The Thekla, 18th October 2022
Closer to watching performance art than a concert, Let’s Eat Grandma’s anarchic, feral approach to making music has them crawling on all fours, experimenting in real time in their pursuit to be watched.
It’s a surprise, when one is used to listening to them through one’s headphones, how unexpectedly frantic they are live. They flip between singing in their bedrooms and walking in graveyard-shift trances. It’s all chaos, but the best kind of it.
Perhaps their most moving song – and the sincerest performance to watch – is ‘Watching You Go’, which chronicles Hollingworth’s grief after the death of her boyfriend, Billy Clayton. It’s where the band’s beating heart pulsates past mere electric brainwave. They drape over themselves and each other. They sparkle under the lights like dayglow.
Their moods are at once flimsy and tipsy, heavy and dark.

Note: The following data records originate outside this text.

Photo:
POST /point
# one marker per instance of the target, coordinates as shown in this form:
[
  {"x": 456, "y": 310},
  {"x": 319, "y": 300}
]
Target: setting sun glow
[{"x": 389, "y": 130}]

One could be happy or inside Heartbreak Hotel, but Let’s Eat Grandma can – and do – provide the soundtrack. It may be erratic and eccentric, strange or shallow, but there’s a precision in their chaos that can set the world to rights.
Their penultimate song is ‘I Really Want to Stay at Your House’, which has just reached virtual acclaim after its use in the video game Cyberpunk 2077. People are surprised that it’s played, as it was created by Walton as a side project. The fact that even the song is shared with the band – and with their fans – shows how deeply friendship and collaboration are bitten into the core of their art.
Far from a typical gig, Let’s Eat Grandma provide a fresh lens to see the world through. Childlike, unpolished, and kinetic, it’s a kaleidoscopic document.
Their performance is highly visual, and totally illusory. Two ghosts singing in time with an irregular heartbeat. Two witches dancing on their day off.